Number of participants with major bleeding
Major bleeding (BARC 3 to 5) after PCI, according to the BARC Bleeding Classification 2011.
Time frame: At day 7 after PCI or at discharge, if earlier.
Number of participants with acute myocardial infarction
According to the Fourth Universal Definition of Acute Myocardial Infarction (ESC, 2018). Constitutes one of the components of the MACCE composite endpoint: all-cause mortality, acute myocardial infarction, stroke or transient ischemic attack (TIA), and repeat revascularization (PCI or CABG).
Time frame: At day 7 after PCI or at discharge, if earlier. At day 360 of follow-up.
Number of participants with stroke or transient ischemic attack
As per VARC 2 definitions 2013. Constitutes one of the components of the MACCE composite endpoint: all-cause mortality, acute myocardial infarction, stroke or transient ischemic attack (TIA), and repeat revascularization (PCI or CABG).
Time frame: At day 7 after PCI or at discharge, if earlier. At day 360 of follow-up.
Repeat revascularization
As per ARC definition 2007. Constitutes one of the components of the MACCE composite endpoint: all-cause mortality, acute myocardial infarction, stroke or transient ischemic attack (TIA), and repeat revascularization (PCI or CABG).
Time frame: At day 7 after PCI or at discharge, if earlier. At day 360 of follow-up.
Intraprocedual device-related characteristics
Implantation failure, device operating mode (internal or ECG synchronized), duration of device runtime (measured in minutes), device dislocation, use of other MCS
Time frame: From the beginning of the PCI until its conclusion, the PCI is estimated to be from 40 to 270 minutes.
Change in Left ventricular ejection fraction
Numerical continuous variable. Change in LVEF measured by trans-thoracic echocardiography at baseline and discharge. Measured in percentages.
Time frame: From baseline (before the PCI) to the moment of discharge, typically on the 5-7 day after PCI.
Severity of aortic valve regurgitation
Based on trans-thoracic echocardiographic assessment as per European Association of Echocardiography guidelines.
Time frame: At baseline (before the PCI).
Severity of mitral valve stenosis
Based on trans-thoracic echocardiographic assessment as per European Association of Echocardiography guidelines.
Time frame: At baseline (before the PCI).

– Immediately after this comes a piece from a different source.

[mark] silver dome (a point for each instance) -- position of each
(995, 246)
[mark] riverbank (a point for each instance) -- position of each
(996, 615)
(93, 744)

Severity of triscupid valve regurgitation
Based on trans-thoracic echocardiographic assessment as per European Association of Echocardiography guidelines.
Time frame: At baseline (before the PCI).
Severity of aortic valve stenosis
Based on trans-thoracic echocardiographic assessment as per European Association of Echocardiography guidelines.
Time frame: At baseline (before the PCI).
Severity of mitral valve regurgitation
Based on trans-thoracic echocardiographic assessment as per European Association of Echocardiography guidelines.
Time frame: At baseline (before the PCI).